Dulu dalam acara-acara talkshow motivasi, saya sering dihadapkan pada banyak peserta yang hadir untuk memberikan inspirasi kesuksesan.
Sampai suatu ketika hadir seorang professor wanita yang berusia lanjut. Sang ibu professor menyampaikan satu ungkapan bahwa bagi ia sendiri di usia tua nya sudah tidak lagi membutuhkan masa depan. Bagi nya kesuksesan nya dulu hanya lah bagian dari masa lalu, hilang begitu saja dihapus oleh waktu.
Saya mendapat pelajaran berharga dari seorang ibu professor tua itu, bahwa bagi seorang professor sekalipun, pada usia senja titel akademis sudah bukan hal yang patut dibanggakan lagi. Semua sudah berakhir masa nya.
Saya suka mengamati kehidupan orang-orang sukses. Dari mereka saya belajar tentang makna akhir dari tujuan kehidupan ini yang justru menyadarkan diri saya sekaligus memfokuskan navigasi hati: "Kemana sesungguhnya tujuan akhir hidup ini?"
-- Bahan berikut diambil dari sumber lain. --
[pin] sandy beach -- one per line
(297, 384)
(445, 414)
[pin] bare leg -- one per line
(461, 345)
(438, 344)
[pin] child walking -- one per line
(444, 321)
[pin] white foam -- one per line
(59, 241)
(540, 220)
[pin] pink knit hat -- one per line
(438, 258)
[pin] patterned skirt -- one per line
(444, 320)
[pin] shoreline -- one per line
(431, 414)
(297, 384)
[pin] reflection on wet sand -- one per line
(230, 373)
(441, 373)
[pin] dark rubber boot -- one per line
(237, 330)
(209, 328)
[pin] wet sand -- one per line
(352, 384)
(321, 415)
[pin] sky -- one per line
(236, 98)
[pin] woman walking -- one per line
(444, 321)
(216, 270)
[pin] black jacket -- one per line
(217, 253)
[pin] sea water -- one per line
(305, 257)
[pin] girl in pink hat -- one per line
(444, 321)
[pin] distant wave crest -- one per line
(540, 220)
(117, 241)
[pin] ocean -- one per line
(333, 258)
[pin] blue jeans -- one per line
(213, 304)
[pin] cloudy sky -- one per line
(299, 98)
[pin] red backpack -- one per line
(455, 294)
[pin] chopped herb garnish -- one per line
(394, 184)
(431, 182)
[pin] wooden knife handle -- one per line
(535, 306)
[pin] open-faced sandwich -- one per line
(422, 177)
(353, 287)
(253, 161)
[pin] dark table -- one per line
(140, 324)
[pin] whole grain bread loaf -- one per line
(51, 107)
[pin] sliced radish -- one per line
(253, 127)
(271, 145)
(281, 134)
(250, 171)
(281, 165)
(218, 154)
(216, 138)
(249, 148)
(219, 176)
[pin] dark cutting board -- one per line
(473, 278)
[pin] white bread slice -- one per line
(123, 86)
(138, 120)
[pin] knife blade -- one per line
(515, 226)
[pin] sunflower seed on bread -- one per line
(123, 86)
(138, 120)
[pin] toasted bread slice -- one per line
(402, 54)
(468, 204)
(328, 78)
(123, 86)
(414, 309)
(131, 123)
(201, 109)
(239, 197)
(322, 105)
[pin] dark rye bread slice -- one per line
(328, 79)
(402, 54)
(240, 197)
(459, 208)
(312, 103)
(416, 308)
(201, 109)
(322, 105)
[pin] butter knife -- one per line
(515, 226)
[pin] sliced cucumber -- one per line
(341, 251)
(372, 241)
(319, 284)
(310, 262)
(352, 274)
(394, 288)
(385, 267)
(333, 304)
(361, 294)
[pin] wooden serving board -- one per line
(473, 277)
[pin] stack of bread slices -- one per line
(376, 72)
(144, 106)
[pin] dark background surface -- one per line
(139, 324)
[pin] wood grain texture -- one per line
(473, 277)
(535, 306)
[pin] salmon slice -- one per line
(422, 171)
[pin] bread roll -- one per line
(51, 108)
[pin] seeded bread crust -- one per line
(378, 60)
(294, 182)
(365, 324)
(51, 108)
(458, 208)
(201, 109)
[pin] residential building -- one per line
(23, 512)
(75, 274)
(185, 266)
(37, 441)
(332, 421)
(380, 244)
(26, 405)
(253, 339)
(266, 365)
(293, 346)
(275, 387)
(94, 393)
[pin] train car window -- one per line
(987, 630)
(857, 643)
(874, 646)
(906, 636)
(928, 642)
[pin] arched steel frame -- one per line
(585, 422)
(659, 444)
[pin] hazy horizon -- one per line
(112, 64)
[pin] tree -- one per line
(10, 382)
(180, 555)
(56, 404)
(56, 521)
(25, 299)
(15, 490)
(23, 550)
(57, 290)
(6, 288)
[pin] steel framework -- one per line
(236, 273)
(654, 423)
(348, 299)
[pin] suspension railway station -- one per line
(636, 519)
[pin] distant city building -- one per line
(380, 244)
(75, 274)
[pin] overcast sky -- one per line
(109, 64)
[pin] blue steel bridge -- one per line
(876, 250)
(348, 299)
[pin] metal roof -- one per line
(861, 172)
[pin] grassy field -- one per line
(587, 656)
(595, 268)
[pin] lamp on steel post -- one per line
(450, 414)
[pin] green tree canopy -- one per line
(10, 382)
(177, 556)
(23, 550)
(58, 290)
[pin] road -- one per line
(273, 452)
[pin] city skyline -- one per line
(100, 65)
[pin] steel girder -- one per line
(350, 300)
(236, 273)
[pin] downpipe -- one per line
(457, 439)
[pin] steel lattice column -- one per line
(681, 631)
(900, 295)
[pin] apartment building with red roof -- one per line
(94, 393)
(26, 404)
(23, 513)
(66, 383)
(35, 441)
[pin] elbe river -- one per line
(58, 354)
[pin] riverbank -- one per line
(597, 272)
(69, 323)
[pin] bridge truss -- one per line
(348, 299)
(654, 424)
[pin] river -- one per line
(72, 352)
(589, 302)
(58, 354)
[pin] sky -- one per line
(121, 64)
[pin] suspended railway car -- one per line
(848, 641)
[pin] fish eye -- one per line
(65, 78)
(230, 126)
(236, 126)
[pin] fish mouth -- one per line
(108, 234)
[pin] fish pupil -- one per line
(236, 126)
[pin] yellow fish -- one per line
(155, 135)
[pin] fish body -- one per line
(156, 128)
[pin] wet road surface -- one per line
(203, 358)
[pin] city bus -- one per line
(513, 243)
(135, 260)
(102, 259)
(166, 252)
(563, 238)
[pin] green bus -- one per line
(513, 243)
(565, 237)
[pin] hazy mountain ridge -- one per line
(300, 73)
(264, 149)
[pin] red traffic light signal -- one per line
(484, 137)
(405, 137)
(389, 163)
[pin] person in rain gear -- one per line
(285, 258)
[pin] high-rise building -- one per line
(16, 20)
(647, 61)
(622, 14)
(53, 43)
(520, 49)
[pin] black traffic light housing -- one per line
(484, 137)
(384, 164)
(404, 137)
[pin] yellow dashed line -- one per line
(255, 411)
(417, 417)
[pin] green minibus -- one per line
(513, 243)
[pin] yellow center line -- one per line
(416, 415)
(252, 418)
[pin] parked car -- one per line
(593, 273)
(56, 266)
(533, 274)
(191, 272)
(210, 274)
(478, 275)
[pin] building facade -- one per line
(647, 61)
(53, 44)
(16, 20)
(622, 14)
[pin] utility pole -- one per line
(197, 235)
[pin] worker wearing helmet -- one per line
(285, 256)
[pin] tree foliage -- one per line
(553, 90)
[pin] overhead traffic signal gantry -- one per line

Saya sering mengamati orang-orang hebat di masa muda nya, lalu membandingkan di masa tua nya. Mereka seringkali mengatakan: "Saya dulu begini.." atau "Saya dulu pernah menjadi ini dan menjadi itu.."
Tapi sehebat apa pun seseorang jika sudah berusia lanjut, tak lagi dihargai dan dihormati sebagaimana masa muda nya dulu, masa jaya nya. Fisik nya melemah, kata-kata nya tak lagi didengarkan, pengaruh nya sudah tak lagi diperhitungkan.
Padahal dulu nya sering mengendarai mobil, sekarang duduk lemah di atas kursi roda.
Kemarin yang sering sibuk dengan gadget, sekarang gemetaran memegang tasbih.
Dahulu yang sering mengenakan parfum branded, kini berganti bau minyak angin dan minyak urut.
Apakah pada usia melemah itu kita baru akan mendekati ALLAH? Apakah dalam kondisi uzur itu kita baru akan merangkak menuju masjid? Apakah dengan keadaan gemetaran, kita baru akan memegang tasbih dan menyentuh AlQur'an?
Usia manusia sangat terbatas dan hidup ini sangat singkat. Lantas, apakah urusan akhirat hanya disisakan di penghujung usia? Apakah hidup hanya untuk bekerja, bekerja, mengejar dunia, mengejar pangkat dan jabatan semata? Mengumpulkan kekayaan sebanyak-banyaknya?
Jika hidup hanya dihabiskan untuk kerja, kerja, kerja dan kerja, lantas apakah sesudah kematian kita akan istirahat begitu saja?
Ternyata tidak, hidup di dunia ini hanya fase singkat untuk melanjutkan fase panjang berikutnya: sakratul maut, tanya jawab di alam kubur, hiburan atau siksaan alam kubur, kebangkitan dari alam kubur, hisab di padang mahsyar, mizan timbangan amal, melewati jembatan shiratal mustaqim hingga penentuan syurga atau neraka..
Saat ini kita lagi menanti giliran daftar tunggu saja kan dalam antrian kematian untuk menuju fase panjang selanjutnya?
Disebutkan bahwa orang-orang yang sudah terbaring di alam kubur, jika mereka bisa dikembalikan lagi ke dunia maka permintaan mereka hanya ingin bisa melaksanakan shalat dua rakaat yang nilai nya lebih baik dari seisi dunia.
Jadi, yang paling penting untuk diingat bahwa kita akan pulang menuju ke alam keabadian, tentu kita tidak akan menyia-nyiakan shalat, berzikir, membaca AlQur'an, beramal baik dan ibadah lain nya bukan?